Into a hand-constructed bridle leather suitcase with a khaki-colored canvas cover, extra-heavy cap corners, gold straps and locks, by Ralph Lauren, I pack a wool six-button double-breasted peak-lapel chalk-striped suit and one wool flannel navy suit, both from Brooks Brothers, along with a Mitsubishi rechargeable electric shaver, a silver-plated shoehorn from Barney's, a Tag-Heuer sports watch, a black leather Prada currency holder, a Sharp Handy-Copier, a Sharp Dialmaster, his passport in its own black leather passport case and a Panasonic portable hair dryer. I also steal for myself a Toshiba portable compact disc player with one of the discs from the original cast recording of Les Miserables still in it. The bathroom is done completely in white except for the Dalmatian-spot wallpaper covering one wall. I throw any toiletry articles I might've missed into a plastic Hefty bag.
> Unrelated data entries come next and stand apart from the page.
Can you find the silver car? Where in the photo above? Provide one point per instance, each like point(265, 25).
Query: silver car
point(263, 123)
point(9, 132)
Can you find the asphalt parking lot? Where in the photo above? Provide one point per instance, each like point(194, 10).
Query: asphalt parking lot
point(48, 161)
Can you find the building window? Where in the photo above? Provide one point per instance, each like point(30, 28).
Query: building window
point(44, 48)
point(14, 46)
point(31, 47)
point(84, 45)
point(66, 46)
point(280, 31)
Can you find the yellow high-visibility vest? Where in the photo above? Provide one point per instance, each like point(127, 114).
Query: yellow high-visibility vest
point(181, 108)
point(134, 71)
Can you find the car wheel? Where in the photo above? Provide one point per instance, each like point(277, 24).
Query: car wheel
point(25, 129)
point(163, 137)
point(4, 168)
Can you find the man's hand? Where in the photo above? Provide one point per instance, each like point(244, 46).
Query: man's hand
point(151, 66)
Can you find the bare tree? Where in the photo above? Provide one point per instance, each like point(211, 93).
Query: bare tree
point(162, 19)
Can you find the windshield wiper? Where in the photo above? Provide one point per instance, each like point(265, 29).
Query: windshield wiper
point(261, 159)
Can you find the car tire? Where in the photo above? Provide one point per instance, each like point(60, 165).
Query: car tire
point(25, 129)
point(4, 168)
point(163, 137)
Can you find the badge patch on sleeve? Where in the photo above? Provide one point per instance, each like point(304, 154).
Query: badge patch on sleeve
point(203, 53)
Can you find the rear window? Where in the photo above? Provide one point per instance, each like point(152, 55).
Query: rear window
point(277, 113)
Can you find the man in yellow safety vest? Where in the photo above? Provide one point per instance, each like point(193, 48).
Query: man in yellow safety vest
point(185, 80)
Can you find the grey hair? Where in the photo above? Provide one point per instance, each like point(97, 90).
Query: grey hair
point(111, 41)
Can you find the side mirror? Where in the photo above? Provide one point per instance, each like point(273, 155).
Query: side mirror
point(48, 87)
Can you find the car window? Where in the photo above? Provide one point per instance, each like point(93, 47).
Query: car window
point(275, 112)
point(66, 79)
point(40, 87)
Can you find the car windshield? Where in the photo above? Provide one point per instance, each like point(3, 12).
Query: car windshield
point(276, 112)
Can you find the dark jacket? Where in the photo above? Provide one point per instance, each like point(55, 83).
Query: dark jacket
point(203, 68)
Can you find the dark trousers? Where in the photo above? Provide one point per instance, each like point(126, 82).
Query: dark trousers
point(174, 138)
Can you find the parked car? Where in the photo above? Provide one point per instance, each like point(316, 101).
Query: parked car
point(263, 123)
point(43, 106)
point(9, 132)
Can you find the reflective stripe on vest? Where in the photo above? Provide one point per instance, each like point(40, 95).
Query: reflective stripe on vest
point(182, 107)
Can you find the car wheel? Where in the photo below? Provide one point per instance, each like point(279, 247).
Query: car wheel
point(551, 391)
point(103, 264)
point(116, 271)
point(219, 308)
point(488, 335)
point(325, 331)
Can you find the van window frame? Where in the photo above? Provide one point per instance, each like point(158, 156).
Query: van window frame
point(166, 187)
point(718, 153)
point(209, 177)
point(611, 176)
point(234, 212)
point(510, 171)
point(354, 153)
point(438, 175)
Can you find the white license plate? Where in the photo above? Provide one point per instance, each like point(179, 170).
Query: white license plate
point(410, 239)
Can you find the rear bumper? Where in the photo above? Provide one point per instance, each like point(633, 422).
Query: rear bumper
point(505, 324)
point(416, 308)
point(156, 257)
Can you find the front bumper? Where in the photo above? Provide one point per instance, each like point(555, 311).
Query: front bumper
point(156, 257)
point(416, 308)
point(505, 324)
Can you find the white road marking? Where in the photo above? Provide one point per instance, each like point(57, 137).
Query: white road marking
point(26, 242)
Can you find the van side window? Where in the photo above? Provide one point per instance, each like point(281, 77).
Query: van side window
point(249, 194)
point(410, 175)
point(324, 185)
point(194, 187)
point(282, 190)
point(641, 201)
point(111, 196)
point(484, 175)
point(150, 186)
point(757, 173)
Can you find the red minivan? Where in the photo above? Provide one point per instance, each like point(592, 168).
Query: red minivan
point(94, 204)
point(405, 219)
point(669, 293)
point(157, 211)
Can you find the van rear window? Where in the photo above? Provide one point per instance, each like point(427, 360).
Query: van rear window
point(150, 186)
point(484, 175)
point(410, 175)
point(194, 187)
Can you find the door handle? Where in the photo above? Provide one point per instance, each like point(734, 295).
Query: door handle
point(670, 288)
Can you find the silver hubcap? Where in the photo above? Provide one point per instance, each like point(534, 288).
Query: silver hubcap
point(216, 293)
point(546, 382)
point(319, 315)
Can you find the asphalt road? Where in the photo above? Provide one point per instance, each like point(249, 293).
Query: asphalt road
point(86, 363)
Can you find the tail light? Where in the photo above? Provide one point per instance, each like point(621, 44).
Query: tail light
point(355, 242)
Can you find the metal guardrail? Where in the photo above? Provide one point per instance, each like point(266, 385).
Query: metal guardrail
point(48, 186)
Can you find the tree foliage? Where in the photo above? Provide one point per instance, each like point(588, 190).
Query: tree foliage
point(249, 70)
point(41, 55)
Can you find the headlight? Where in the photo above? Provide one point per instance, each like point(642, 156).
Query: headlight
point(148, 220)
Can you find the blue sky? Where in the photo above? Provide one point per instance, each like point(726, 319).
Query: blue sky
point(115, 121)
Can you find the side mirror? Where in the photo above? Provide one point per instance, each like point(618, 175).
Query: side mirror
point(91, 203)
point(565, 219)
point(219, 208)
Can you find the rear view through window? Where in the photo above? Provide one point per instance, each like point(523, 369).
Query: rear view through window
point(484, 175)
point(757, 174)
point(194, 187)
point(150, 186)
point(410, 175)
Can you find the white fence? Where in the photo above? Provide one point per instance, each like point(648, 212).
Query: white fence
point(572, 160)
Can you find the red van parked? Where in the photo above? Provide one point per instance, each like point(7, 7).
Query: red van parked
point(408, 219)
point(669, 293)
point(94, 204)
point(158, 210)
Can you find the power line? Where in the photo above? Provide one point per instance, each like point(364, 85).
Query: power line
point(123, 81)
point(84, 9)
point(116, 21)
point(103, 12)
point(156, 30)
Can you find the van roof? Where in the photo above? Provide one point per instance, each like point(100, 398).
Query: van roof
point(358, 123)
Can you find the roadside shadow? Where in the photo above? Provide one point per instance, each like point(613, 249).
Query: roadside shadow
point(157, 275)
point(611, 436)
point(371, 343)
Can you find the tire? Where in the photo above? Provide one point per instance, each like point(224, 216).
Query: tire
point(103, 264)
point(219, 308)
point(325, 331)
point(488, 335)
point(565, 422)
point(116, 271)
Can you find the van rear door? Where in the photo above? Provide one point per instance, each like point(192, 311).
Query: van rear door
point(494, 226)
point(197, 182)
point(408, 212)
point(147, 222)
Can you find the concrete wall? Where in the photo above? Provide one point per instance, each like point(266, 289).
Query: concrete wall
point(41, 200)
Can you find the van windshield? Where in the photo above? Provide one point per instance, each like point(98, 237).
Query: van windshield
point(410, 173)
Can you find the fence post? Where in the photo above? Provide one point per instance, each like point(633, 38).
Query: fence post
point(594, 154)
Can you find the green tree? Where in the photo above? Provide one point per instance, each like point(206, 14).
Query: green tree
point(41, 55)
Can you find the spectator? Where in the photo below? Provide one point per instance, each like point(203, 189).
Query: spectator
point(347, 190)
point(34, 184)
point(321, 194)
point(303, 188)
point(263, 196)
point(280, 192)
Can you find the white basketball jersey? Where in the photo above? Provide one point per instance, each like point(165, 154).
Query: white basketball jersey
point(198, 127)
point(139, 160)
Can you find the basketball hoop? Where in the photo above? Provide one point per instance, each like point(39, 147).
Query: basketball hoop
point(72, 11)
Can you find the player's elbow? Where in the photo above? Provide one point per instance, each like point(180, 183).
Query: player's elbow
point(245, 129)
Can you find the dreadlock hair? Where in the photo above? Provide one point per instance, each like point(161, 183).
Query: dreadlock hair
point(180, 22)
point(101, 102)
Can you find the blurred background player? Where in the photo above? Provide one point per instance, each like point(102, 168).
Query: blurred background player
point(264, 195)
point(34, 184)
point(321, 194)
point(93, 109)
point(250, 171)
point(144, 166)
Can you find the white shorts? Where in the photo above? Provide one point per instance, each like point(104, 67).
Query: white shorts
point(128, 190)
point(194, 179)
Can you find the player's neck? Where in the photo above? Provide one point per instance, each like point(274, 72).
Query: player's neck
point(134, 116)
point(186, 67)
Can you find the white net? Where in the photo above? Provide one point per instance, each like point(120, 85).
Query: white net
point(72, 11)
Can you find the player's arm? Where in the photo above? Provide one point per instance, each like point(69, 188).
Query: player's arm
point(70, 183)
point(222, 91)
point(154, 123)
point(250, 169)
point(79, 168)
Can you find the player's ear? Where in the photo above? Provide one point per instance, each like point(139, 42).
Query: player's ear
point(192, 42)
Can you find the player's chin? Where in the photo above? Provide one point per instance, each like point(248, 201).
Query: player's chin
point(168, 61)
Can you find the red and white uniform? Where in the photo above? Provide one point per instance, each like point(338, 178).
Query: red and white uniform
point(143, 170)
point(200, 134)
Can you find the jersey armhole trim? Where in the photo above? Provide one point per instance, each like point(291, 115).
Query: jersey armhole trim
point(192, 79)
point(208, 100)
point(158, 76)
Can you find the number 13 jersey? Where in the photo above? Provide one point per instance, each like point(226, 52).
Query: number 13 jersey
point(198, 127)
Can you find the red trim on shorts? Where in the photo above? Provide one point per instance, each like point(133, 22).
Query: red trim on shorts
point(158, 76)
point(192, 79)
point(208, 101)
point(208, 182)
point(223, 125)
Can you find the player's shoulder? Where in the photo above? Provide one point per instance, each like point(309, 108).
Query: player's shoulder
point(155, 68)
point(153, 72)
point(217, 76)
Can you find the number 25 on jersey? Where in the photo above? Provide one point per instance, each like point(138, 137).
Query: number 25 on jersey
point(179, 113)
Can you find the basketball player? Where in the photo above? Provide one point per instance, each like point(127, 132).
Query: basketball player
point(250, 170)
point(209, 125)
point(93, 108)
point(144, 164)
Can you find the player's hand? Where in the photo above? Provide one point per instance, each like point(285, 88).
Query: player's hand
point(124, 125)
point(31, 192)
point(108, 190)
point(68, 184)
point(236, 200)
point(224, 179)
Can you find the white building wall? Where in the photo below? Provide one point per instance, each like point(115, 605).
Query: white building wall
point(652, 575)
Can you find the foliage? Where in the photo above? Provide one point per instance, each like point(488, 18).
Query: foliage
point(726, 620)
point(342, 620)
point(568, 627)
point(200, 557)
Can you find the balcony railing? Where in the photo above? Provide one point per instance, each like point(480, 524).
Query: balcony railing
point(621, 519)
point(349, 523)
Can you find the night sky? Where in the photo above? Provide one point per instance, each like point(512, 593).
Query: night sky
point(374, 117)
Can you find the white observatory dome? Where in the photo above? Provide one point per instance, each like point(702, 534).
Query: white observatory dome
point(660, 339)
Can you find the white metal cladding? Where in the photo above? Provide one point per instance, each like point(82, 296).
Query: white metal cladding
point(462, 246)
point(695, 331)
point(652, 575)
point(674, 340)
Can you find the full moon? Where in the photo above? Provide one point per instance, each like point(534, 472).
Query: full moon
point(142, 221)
Back at my apartment his body is already in rigor mortis, and after wrapping it up in four cheap terry-cloth towels I also bought at the Conran's Memorial Day sale, I place Owen headfirst and fully dressed into a Canalino goose-down sleeping bag, which I zip up then drag easily into the elevator, then through the lobby, past the night doorman, down the block, where briefly I run into Arthur Crystal and Kitty Martin, who've just had dinner at Cafe Luxembourg. Luckily Kitty Martin is supposed to be dating Craig McDermott, who is in Houston for the night, so they don't linger, even though Crystal - the rude bastard - asks me what the general rules of wearing a white dinner jacket are. After answering him curtly I hail a taxi, effortlessly manage to swing the sleeping bag into the backseat, hop in and give the driver the address in Hell's Kitchen. Once there I carry the body up four flights of stairs until we're at the unit I own in the abandoned building and I place Owen's body into an oversize porcelain tub, strip off his Abboud suit and, after wetting the corpse down, pour two bags of lime over it.